Aku memang mengenali banyak orang, tapi tak semuanya menganggapku teman. Mungkin bagiku aku hanyalah latar belakang dari cerita yang sedang mereka jalani. Aku hadir saat dibutuhkan, menjadi telinga saat mereka ingin bersandar. tapi ketika semua kembali baik-baik saja, aku sering kali dilupakan seperti debu di buku yang hanya dibuka saat diperlukan.
Sering aku bertanya pada diri sendiri, pakah aku terlalu tersedia? Terlalu mudah percaya, terlalu mudah memberi? Tapi disisi lain, aku juga tahu, itu adalah bagian dari diriku yang tak bisa kuhindari. Aku tak bisa menjadi orang yang berpura-pura tidak peduli hanya agar tidak kecewa. Aku mencintai pertemanan dengan tulus, meskipun sering kali aku harus menanggung luka dalam diam.
Rasanya aneh ketika seseorang yang dulu sering berbagi cerita, kini bahkan tak pernah mengucapkan selamat ulang tahun. Rasanya asing ketika orang-orang yang dulu aku perjuangkan, kini tak tahu kabarku. Tapi dari semua kehilangan itu, aku belajar bahwa kehadiran tidak selalu berarti kedekatan, dan kedekatan tidak selalu menjamin keabadian.
Namun, ditengah semua kekecewaan itu, aku belum sepenuhnya kehilangan harapan. aku masih percaya, bahwa diantara banyaknya pertemuan yang singgah sementara, akan ada satu atau dua bahkan lebih yang benar-benar memilih untuk tinggal. Mungkin bukan hari ini, bukan besok. tapi suatu hari nanti, aku percaya akan ada seseorang yang tak hanya melihatku saat ia butuh, tetapi juga mengingatku saat tak ada alasan untuk mengingat.

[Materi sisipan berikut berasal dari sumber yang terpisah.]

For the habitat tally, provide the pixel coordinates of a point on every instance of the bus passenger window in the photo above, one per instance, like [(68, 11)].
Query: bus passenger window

Sebab pertemanan sejati bukan tentang seberapa seing kita berbicara, tetapi tentang siapa yang tetap tinggal di hati kita meski dunia terus berubah dan waktu terus berlalu. Dan sampai hari itu tiba, aku akan tetap menjadi diriku sendiri: seseorang yang mungkin tak selalu ingat, tapi selalu berusaha tulus dalam setiap pertemuan.